Stephen Jones addressing the Retirement Conference on Tuesday morning. Photo credit: Jack Smith

Minister for Financial Services Stephen Jones has told the Retirement Conference in Canberra today that he will introduce draft legislation to enshrine the purpose of superannuation within months.

“We have proposed that the objective of superannuation is to preserve savings to deliver income for a dignified retirement, alongside government support, in an equitable and sustainable way,” Jones told the conference, jointly hosted by Conexus Financial and the Conexus Institute at Old Parliament House on Tuesday.

“In coming months, we will release draft legislation for consultation before introducing it to parliament soon after.”

The revelation of the legislative timeline for the objective comes as the government warns super funds to improve member experience and lift customer service standards.
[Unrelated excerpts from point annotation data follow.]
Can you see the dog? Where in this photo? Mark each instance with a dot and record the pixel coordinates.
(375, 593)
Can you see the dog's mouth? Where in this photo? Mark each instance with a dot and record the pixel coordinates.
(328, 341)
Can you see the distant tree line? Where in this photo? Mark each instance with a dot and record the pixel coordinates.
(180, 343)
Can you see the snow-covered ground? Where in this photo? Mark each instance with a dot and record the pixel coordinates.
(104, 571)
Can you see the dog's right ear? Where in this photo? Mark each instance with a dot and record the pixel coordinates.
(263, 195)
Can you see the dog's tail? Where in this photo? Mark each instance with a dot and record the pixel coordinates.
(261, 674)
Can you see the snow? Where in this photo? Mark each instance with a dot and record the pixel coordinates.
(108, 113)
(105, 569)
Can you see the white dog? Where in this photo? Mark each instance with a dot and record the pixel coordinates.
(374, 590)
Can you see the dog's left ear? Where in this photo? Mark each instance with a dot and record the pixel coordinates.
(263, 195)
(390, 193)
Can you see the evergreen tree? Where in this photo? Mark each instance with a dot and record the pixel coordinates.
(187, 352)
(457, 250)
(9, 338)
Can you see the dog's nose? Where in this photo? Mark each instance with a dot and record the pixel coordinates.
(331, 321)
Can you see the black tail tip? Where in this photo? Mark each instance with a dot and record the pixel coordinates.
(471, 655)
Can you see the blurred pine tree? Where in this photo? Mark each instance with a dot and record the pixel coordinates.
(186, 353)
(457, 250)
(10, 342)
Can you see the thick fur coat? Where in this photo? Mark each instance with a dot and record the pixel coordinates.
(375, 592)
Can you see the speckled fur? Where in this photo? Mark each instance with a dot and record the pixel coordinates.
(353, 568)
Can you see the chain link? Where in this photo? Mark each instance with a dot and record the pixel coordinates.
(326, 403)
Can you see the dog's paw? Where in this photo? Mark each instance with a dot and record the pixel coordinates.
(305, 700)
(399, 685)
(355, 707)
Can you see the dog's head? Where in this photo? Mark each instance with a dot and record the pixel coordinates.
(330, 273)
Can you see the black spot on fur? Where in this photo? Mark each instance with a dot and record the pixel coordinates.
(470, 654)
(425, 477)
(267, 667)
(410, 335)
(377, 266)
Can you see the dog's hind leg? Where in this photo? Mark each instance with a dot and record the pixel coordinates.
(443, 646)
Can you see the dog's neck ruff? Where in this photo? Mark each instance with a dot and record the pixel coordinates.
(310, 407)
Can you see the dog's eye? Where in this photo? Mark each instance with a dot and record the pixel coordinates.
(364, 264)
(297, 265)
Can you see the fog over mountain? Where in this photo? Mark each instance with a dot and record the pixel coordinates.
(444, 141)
It has signalled the issue as a policy priority following a damning report by regulators ASIC and APRA and a rise in superannuation-related complaints to AFCA

Enshrining a purpose for the system will provide government the impetus to crack down on “underperformance” on customer service, Jones said. But he added funds should not wait for legislation to begin improving member experience, especially on helping them prepare for retirement. 
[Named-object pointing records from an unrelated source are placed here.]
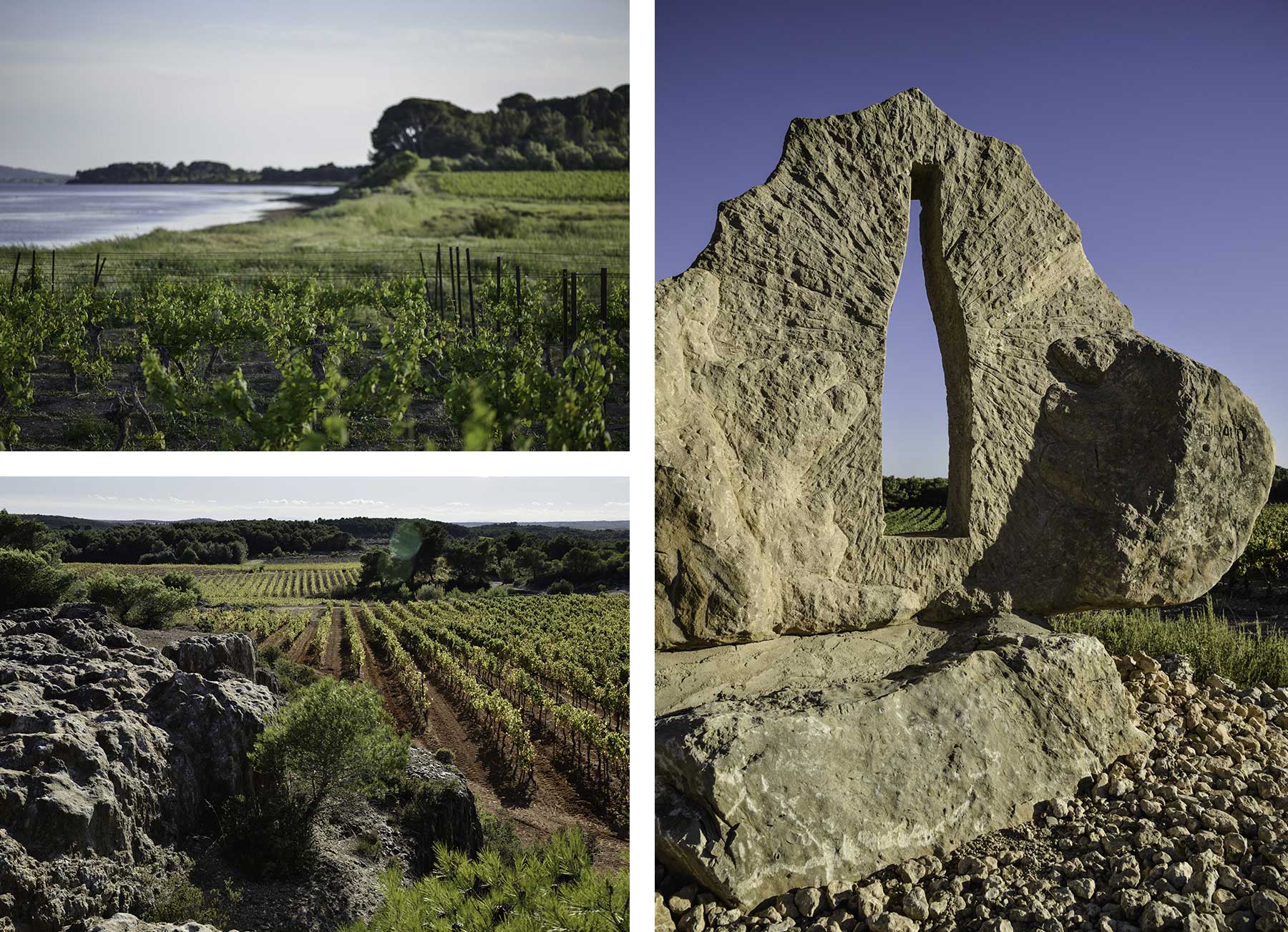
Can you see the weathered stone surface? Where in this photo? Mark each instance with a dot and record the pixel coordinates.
(206, 653)
(455, 819)
(127, 922)
(107, 753)
(1088, 465)
(803, 761)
“There is an opportunity for funds to be more innovative around what products they offer their members in the retirement phase,” he said. “This is not something they need to wait for government’s imprimatur on. This is something that they can and should be doing as they serve their members.”

He said the government expected funds to provide advice on their members’ retirement, indicating it will be difficult for them to meet their obligations under the covenant without offering forms of advice. That thinking underlies the government’s response to the Quality of Advice Review, he said, arguing it “makes sense” for funds to give more advice, albeit “safely”.

Jones said the Your Future Your Super performance test will be extended to so-called choice products later this month. “The extension of the performance test into the choice sector will scrutinise around 1000 additional products, representing over $350 billion in assets,” he said. 

But he said the government was open to making some changes to the methodology of the performance test, describing it as an “effective but blunt tool”.

The campaign to legislate the purpose was kicked off at the Conexus Financial Political Series breakfast with Treasurer Jim Chalmers in February. 

The comments come ahead of the next installment of the Conexus Financial Political Series in Melbourne on Monday 28 August, at which Shadow Treasurer Angus Taylor and Shadow Finance Minister Jane Hume will lay out the Opposition’s response to the government’s financial services agenda.